What is this moving panorama? An 8ft high by a staggering 800ft long painted canvas depicting both Parts 1 and 2 of John Bunyan’s classic would be wound around a pole and then dragged, unwinding, across a staged display space, by a receiving rotating pole device, thus creating the sensation of movement. What is further remarkable about the second version of the Moving Panorama is that, having ceased exhibition and fallen into private hands it was donated to a museum in 1896, exhibited once, and then utterly forgotten until 1996 – where it lay unnoticed in the basement storage space of the Saco Museum in Maine.

Last exhibited in 2012, you can still experience something of the Panorama’s effect by watching the Museum’s archive video.

Another charming piece of contact with this historic testimony to America’s reception of "The Pilgrim's Progress" comes in book form.
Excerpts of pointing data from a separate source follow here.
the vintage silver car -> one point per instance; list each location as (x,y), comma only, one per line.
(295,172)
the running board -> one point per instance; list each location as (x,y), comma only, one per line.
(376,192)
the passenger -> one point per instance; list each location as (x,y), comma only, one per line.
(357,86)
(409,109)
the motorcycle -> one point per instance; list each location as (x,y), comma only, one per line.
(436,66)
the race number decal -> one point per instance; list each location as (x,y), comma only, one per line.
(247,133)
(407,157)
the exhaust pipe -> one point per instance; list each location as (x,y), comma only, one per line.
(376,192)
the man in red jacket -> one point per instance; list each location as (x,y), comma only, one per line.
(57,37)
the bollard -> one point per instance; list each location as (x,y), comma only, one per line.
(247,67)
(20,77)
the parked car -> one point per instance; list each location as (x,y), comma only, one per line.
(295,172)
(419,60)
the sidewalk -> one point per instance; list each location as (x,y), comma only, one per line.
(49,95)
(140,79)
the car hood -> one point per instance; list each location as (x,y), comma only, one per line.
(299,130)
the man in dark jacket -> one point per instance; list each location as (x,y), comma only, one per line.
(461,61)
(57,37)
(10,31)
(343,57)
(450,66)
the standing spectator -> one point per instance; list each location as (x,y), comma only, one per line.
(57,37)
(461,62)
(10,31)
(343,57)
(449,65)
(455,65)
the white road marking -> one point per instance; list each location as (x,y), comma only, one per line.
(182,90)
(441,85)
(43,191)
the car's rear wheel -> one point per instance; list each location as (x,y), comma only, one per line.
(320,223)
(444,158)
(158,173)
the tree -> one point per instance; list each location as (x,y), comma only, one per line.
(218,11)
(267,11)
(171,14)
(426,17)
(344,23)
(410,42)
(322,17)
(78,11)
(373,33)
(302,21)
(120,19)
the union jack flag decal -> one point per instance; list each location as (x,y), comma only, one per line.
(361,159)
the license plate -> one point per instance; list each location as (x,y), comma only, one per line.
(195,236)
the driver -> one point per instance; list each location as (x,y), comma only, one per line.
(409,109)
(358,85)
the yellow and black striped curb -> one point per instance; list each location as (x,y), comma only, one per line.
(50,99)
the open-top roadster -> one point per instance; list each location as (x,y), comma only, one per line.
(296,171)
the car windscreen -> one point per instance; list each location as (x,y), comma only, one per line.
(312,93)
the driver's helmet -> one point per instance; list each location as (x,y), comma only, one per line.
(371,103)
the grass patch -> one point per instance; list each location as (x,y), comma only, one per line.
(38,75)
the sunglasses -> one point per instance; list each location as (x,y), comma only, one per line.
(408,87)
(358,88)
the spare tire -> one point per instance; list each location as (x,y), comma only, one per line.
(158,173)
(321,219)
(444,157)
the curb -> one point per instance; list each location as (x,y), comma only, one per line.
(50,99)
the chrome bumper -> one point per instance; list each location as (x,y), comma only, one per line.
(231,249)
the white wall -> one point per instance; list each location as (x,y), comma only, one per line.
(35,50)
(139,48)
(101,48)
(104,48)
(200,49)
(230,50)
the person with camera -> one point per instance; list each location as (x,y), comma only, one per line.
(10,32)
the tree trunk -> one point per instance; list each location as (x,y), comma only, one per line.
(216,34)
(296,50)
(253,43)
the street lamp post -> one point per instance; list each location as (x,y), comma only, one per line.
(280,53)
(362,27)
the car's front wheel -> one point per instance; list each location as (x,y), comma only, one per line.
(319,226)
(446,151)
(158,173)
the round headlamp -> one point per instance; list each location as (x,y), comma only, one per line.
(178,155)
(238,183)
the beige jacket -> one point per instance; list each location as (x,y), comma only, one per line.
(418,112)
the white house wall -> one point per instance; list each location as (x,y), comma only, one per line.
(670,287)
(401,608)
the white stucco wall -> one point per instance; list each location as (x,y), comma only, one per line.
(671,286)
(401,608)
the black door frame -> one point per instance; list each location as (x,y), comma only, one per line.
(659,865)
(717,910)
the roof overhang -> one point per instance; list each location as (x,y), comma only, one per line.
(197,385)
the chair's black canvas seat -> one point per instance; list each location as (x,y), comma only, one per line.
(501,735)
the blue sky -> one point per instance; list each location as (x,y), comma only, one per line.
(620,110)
Beautifully produced, with excellent reproductions of the art, accompanied by essays with details of the artistic provenance of the work, as well as a history of the American phenomena of moving panoramas, and the specific journey of this Pilgrim’s Progress "Bunyan tableaux," this book makes an excellent coffee table exhibit, as well as sound evidence of the height of Bunyan’s tale’s fame in North America.[2]

In further blog posts, I’ll showcase ways in which The Pilgrim's Progress can illustrate classroom teaching of theology today, and maybe I’ll offer some more glimpses into the variety of forms in which reception of the work has been expressed.

Endnotes

1. Thomas Hardiman, Jr., "The Panorama’s Progress. A History of Kyle and Dallas’ Moving Panorama of Pilgrim’s Progress’ in The Painters’ Panorama" (full bibliographical details in note below)

2. Jessica Skwire Routhier, Kevin J. Avery, and Thomas Hardiman Jr., The painters’ panorama: narrative, art, and faith in the Moving Panorama of Pilgrim’s Progress, University Press of New England, 2015.